Les trois économistes, Fréderic Lordon (France), Heiner Flassbeck (Allemagne) et Costas Lapavítsas (Grèce), ont apporté un éclairage pas forcement nouveau, mais néanmoins assez accompli (et ainsi pessimiste) de notre impasse, suite notamment à la... mémorandisation de SYRIZA.

Ce débat a été plus important en réalité que le supposé grand débat des journalistes et des chefs politiques qu’a eu lieu pratiquement le même moment dans le studio de la télévision ERT. Pourtant, l’amphithéâtre de la Faculté d’Économie à Athènes ne s’est pas totalement rempli et les medias de la “reductocratie” lui ont accordé une place alors infime.

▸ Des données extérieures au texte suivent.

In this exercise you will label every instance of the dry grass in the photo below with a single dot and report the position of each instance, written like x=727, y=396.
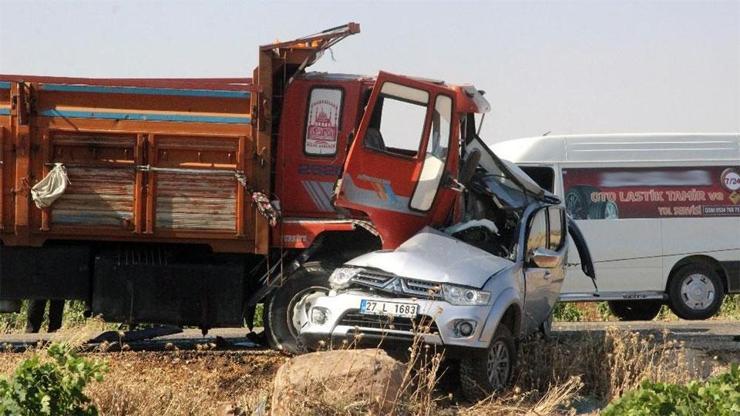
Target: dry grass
x=553, y=376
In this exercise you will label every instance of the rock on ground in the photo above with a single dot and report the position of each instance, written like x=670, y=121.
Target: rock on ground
x=340, y=380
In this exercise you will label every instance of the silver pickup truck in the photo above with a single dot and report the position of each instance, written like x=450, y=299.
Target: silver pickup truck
x=474, y=288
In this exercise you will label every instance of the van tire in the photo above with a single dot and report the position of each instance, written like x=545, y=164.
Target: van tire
x=282, y=335
x=691, y=283
x=474, y=368
x=635, y=310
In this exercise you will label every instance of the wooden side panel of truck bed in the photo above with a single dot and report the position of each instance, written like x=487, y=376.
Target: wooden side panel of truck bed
x=145, y=163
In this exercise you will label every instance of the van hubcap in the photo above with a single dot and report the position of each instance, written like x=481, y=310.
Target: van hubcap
x=498, y=365
x=698, y=291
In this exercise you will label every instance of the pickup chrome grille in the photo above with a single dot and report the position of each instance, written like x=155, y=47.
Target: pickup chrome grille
x=397, y=285
x=375, y=278
x=422, y=324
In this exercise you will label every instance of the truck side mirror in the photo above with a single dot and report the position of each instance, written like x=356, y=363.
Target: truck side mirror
x=545, y=258
x=469, y=165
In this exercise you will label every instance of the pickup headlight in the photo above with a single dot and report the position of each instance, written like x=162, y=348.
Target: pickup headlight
x=462, y=296
x=341, y=277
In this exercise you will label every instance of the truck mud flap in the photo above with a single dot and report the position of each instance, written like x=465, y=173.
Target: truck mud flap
x=203, y=295
x=56, y=272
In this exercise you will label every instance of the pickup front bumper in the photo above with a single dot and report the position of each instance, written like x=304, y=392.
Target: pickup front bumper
x=339, y=321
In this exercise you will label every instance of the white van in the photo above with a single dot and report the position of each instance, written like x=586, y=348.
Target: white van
x=660, y=212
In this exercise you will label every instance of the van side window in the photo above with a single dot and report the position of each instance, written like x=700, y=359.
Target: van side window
x=538, y=231
x=322, y=122
x=557, y=218
x=543, y=175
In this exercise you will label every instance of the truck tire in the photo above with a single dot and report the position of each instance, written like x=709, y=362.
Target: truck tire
x=282, y=315
x=489, y=370
x=695, y=292
x=635, y=310
x=607, y=210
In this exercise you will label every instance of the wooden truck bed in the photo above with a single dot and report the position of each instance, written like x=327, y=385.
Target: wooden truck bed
x=147, y=160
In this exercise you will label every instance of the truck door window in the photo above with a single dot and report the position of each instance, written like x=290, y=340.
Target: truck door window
x=397, y=122
x=322, y=122
x=436, y=155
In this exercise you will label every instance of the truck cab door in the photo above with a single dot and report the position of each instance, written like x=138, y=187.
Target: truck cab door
x=405, y=147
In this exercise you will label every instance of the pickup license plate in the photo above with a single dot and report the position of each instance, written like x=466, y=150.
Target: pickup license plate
x=371, y=307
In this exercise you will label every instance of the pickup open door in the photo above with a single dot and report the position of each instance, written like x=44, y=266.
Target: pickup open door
x=404, y=154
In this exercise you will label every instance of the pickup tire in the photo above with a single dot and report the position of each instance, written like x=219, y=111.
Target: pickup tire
x=695, y=292
x=489, y=370
x=293, y=297
x=635, y=310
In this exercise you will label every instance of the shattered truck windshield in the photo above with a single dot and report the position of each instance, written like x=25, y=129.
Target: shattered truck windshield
x=506, y=191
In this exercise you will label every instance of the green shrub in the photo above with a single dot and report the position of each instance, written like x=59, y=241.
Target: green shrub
x=567, y=312
x=718, y=396
x=51, y=387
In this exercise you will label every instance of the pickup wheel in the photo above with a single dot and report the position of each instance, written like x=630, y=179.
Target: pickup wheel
x=488, y=371
x=290, y=304
x=695, y=292
x=635, y=310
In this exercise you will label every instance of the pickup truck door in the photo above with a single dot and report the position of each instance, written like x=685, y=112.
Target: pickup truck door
x=546, y=241
x=405, y=147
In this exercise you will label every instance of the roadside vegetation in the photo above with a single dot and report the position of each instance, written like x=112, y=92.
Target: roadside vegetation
x=555, y=378
x=599, y=311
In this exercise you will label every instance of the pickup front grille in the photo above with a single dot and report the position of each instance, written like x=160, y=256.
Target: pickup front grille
x=375, y=278
x=423, y=324
x=397, y=285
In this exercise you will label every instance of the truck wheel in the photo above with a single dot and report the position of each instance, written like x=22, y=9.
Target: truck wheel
x=635, y=310
x=695, y=292
x=487, y=371
x=546, y=326
x=289, y=306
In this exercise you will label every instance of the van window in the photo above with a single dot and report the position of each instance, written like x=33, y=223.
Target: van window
x=543, y=175
x=556, y=227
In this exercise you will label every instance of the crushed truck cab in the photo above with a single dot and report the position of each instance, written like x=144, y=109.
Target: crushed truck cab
x=190, y=201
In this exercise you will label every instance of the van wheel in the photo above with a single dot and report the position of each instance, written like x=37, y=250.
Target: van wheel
x=607, y=210
x=635, y=310
x=695, y=292
x=288, y=309
x=487, y=371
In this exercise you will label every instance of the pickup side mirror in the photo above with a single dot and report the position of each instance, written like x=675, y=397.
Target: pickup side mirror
x=545, y=258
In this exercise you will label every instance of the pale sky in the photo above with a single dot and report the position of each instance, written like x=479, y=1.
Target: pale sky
x=565, y=67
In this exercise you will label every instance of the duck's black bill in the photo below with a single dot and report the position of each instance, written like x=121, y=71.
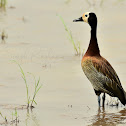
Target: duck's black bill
x=79, y=19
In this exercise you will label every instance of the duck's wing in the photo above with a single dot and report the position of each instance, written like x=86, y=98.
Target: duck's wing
x=109, y=77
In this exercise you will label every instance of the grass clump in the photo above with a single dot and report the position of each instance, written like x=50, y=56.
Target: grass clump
x=70, y=38
x=37, y=87
x=4, y=117
x=3, y=3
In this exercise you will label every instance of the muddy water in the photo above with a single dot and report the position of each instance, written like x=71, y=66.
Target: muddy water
x=38, y=41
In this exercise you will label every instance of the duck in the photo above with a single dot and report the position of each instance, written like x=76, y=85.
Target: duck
x=97, y=69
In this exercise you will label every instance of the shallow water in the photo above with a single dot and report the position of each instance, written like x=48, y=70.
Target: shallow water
x=38, y=41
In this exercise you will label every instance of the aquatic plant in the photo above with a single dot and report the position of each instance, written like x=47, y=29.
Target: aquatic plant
x=37, y=87
x=4, y=117
x=3, y=3
x=70, y=38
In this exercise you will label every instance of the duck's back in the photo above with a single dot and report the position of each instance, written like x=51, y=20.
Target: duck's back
x=102, y=76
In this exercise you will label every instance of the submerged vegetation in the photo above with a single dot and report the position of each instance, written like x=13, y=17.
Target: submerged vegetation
x=37, y=87
x=3, y=3
x=14, y=120
x=76, y=45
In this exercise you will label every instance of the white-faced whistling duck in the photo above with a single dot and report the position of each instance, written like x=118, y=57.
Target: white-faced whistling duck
x=97, y=69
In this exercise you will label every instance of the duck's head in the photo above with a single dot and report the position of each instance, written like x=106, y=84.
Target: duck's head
x=89, y=18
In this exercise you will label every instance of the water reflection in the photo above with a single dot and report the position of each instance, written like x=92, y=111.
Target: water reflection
x=104, y=118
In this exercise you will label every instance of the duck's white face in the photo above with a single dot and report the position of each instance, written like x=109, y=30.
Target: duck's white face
x=85, y=17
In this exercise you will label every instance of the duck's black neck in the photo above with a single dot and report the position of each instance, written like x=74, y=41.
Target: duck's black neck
x=93, y=49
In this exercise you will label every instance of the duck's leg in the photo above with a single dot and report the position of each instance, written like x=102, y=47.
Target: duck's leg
x=103, y=98
x=99, y=100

Pour Fréderic Lordon, “la fonte des glaces en Europe ne fait que commencer. L’acte de décès de l’espoir SYRIZA avait été signe le 13 juillet 2015 (mémorandum III). C’était prévisible, dans la mesure où le but stratégique de SYRIZA était erroné, et par ailleurs, la direction (gouvernement) SYRIZA s’est montrée incapable d’apprendre après avoir analyser les événements en cours. Nous entrons dans une phase extrêmement dramatique et charnière en Europe, tout le monde le voit, ainsi, les pseudo-radicaux à l’instar de Thomas Piketty, veulent instaurer d’urgence un Parlement de l’Euro, une parodie de plus à travers la parodie de la Démocratie en Europe”.

“Car la Démocratie, c’est la possibilité de renverser la situation, chaque situation actuelle. Ainsi, ce que Yanis Varoufákis a déclaré dans une interview récente, accordée à un magazine français est profondément antidémocratique: ‘Il n’y a pas de chemin de retour à partir du moment où l’Union monétaire a été constituée’. Mon désaccord avec une telle logique est alors total, et ce qui est valable pour la Grèce, l’est autant pour nous tous. Il va falloir donc renverser la situation actuelle, celle de l’euro/Allemagne, et redonner ainsi place à l’espoir déchu en juillet dernier... par SYRIZA”.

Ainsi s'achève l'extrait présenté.